Batam,JDNews.co.id – Polemik parkir di kawasan kuliner Tiban Centre kini tak lagi sekadar persoalan teknis di lapangan. Ia telah menjelma menjadi konflik terbuka yang memperlihatkan benturan kepentingan, pertarungan narasi, hingga penggunaan jalur hukum sebagai respons atas kritik publik. Panglima Tengah Lembaga Laskar Melayu Bersatu (LLMB) Kota Batam, Datuk Hasbullah, resmi melaporkan akun TikTok @Tribanua dan seorang pedagang kuliner Toto ke Subdit V Cyber Crime Polda Kepri, Senin (6/4/2026).
Laporan ini dipicu oleh video viral yang menampilkan pernyataan seorang pedagang bernama Toto yang memuat tudingan dugaan praktik parkir liar (pungli), dorongan sistem parkir mandiri, hingga pelabelan LMB sebagai organisasi preman.
Bagi LLMB, ini adalah serangan terhadap marwah lembaga. Namun bagi publik, ini bisa dibaca lebih luas sebuah gejala klasik ketika kritik yang berkembang di ruang terbuka justru berujung di meja hukum.
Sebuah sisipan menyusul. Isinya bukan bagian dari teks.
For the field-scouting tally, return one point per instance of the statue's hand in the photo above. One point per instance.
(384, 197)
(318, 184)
Hasbullah menilai konten tersebut tidak berdasar, tidak terverifikasi, dan menyudutkan secara sepihak tanpa ruang klarifikasi. Ia menegaskan bahwa tudingan dalam video telah mencederai reputasi lembaga yang dipimpinnya.
“Ini bukan kritik, ini framing yang merugikan dan tidak bisa dibiarkan,” tegasnya.
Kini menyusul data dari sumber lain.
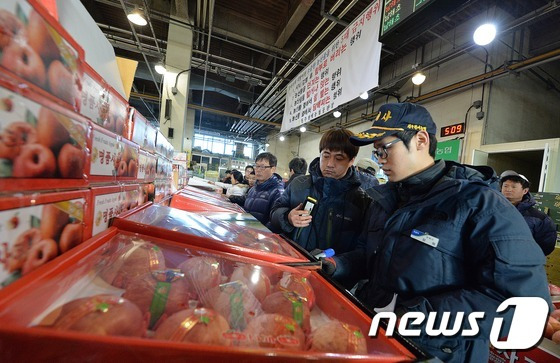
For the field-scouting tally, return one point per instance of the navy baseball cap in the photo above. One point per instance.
(393, 118)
Namun di titik inilah persoalan menjadi lebih kompleks. Ketika kritik meskipun tajam dan belum tentu sepenuhnya benar langsung direspons dengan laporan menggunakan UU ITE, muncul kekhawatiran akan menyempitnya ruang diskusi publik.
Alih-alih memperjelas persoalan, langkah hukum justru berpotensi menggeser fokus dari substansi ke konflik baru siapa membungkam siapa.
LLMB mengklaim telah turun langsung ke lapangan dan mengantongi bukti bahwa sekitar 80 persen dari 45 pedagang masih memilih sistem parkir dengan juru parkir. Klaim ini diperkuat dengan tanda tangan pedagang sebagai bentuk dukungan.
Namun pertanyaannya belum selesai di situ. Sejauh mana proses pengumpulan dukungan itu dilakukan secara independen?
Apakah semua pedagang memiliki kebebasan yang sama untuk menyuarakan pendapat?
Dan yang paling krusial apakah sistem parkir yang berjalan saat ini benar-benar transparan dan bebas dari praktik yang dipersoalkan?
Di sisi lain, narasi tentang sistem parkir mandiri juga bukan tanpa celah. Kekhawatiran soal keamanan kendaraan, tanggung jawab saat terjadi kehilangan, hingga risiko kecelakaan menjadi alasan rasional bagi pedagang yang menolak perubahan.
Artinya, persoalan ini bukan hitam-putih melainkan tarik-menarik kepentingan yang belum menemukan titik temu.
Yang justru mengemuka adalah absennya transparansi menyeluruh. Siapa yang mengelola parkir? Bagaimana alur uangnya? Siapa yang bertanggung jawab jika terjadi masalah?
Pertanyaan-pertanyaan ini belum terjawab secara terbuka, sementara publik sudah disuguhi konflik yang melebar ke mana-mana.